Our window on the fifth floor of Kingsway House was a great vantage point to check out the home fleet on their regular visits to the Rock.

From that kitchen window I had been a witness to the fire raging on the SS Bedenham minutes before she blew up, leaving a death toll of thirteen and very significant damage across most of Gibraltar (27 April 1951).

Much later I recall Prince Charles (now King Charles), with the late Princess Diana arriving here for their first stop on their honeymoon (1st August 1981).

Because of our close colonial ties with the UK, throughout my life, Royalty, especially our dear departed Queen Elizabeth, has featured regularly in our education, news, civic events, military parades and jubilee pageants.

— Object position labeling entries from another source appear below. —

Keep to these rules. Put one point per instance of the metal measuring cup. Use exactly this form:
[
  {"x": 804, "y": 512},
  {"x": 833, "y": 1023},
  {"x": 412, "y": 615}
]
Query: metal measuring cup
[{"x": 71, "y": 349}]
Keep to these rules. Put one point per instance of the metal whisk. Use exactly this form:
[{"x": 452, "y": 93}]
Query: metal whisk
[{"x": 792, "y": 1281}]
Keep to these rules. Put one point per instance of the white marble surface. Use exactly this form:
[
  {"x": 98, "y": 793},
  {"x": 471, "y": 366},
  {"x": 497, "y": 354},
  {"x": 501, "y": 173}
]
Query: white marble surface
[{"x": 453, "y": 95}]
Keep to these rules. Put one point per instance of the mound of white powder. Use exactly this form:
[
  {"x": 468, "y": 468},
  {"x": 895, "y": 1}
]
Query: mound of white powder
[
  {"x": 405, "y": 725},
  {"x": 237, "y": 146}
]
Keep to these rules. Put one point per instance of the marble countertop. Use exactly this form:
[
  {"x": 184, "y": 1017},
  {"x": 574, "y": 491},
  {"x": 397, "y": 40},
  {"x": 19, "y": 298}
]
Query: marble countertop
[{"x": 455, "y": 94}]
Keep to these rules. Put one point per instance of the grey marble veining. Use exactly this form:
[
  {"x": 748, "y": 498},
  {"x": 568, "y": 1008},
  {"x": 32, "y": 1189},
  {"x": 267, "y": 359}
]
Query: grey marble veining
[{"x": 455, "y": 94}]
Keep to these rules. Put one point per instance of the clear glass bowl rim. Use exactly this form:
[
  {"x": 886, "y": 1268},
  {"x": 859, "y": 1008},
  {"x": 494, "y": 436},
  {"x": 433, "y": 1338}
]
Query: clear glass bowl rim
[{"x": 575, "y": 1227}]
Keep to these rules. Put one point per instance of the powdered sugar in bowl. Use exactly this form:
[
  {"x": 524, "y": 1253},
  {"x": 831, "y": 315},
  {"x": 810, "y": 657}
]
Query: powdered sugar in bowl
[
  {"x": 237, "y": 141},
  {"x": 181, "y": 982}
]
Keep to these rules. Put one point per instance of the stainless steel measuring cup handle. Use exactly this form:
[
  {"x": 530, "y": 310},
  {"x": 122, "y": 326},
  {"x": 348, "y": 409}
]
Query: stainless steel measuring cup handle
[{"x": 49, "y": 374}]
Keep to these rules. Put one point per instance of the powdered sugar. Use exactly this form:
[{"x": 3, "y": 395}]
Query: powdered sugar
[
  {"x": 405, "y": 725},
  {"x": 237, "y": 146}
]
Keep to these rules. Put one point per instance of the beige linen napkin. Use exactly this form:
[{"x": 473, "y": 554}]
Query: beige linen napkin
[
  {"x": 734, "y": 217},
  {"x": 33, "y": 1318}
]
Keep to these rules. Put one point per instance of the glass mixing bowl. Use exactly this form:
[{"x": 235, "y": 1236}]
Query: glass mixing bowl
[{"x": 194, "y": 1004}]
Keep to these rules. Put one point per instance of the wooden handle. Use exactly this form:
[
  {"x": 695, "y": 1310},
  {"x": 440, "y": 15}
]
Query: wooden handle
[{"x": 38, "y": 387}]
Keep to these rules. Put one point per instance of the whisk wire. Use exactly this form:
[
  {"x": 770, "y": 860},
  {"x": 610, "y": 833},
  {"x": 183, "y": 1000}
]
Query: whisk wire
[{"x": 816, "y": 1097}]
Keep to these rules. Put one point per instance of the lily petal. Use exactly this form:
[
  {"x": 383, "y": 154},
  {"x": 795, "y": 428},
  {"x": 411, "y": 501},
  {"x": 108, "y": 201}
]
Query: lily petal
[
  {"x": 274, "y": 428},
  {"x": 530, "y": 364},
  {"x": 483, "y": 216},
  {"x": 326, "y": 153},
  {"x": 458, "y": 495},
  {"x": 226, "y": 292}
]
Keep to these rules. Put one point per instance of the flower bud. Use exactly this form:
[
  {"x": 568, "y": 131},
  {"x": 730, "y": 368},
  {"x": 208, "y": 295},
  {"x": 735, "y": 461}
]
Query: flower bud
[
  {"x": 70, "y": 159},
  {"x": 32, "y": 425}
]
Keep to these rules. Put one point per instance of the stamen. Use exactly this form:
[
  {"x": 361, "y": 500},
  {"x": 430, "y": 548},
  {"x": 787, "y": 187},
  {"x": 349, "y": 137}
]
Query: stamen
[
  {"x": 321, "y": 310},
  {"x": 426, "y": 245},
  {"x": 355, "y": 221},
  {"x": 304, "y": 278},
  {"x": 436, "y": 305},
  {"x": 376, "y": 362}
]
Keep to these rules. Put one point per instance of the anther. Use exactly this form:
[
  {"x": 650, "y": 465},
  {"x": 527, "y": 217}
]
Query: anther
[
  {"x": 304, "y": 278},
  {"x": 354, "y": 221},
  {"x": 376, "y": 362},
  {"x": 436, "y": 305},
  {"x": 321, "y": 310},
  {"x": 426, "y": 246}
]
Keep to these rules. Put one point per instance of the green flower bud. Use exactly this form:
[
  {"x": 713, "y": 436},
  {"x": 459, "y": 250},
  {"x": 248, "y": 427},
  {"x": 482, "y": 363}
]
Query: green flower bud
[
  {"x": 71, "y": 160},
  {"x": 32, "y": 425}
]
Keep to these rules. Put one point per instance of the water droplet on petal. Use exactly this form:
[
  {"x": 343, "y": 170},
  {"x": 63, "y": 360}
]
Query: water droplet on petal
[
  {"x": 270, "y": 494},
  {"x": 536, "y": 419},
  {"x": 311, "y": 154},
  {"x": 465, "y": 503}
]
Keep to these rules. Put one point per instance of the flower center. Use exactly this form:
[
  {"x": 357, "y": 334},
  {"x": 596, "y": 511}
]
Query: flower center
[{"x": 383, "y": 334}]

We will now have a huge gap to fill in our collective memory and almost certainly all of my generation are suffering a deep sense of loss at the sunset of the Elizabethan era which ended last Thursday afternoon when the Queen died.

Happily though, we know our new King as he has been to the Rock on a few occasions and we have seen him here in the flesh.

Now the big question is whether those who advise our Royals will ever deem it politically correct to allow the new king to visit our homeland, when he eventually sets out to visit the commonwealth as our reigning monarch.
I am a patient man and an optimist.

I know that bigger dreams unfold for many people every day and in the wake of the current new understanding with our neighbour to the north and hopefully soon a new treaty with the European Union, which will underscore future progress and prosperity for everyone in the region, I dare to dream that a future Royal visit by our King has to be on the cards all the time.

That would be a dream coming true for all monarchists who would have loved more than anything that our late Queen Elizabeth would have been allowed to visit the Rock for a second time during her long and outstanding reign just ended.

If such a royal visit ever took place in the future, I don’t doubt that our new King would ever receive a warmer welcome anywhere else.

Of that I am sure.

Whenever that time comes, if it comes at all, I hope that our significant UK lobby would fuel that dream with their influence and vigorous support for Gibraltar in order to make a reality that a reigning British monarch will once again visit the Rock of Gibraltar where the staunchest monarchists of the Commonwealth reside.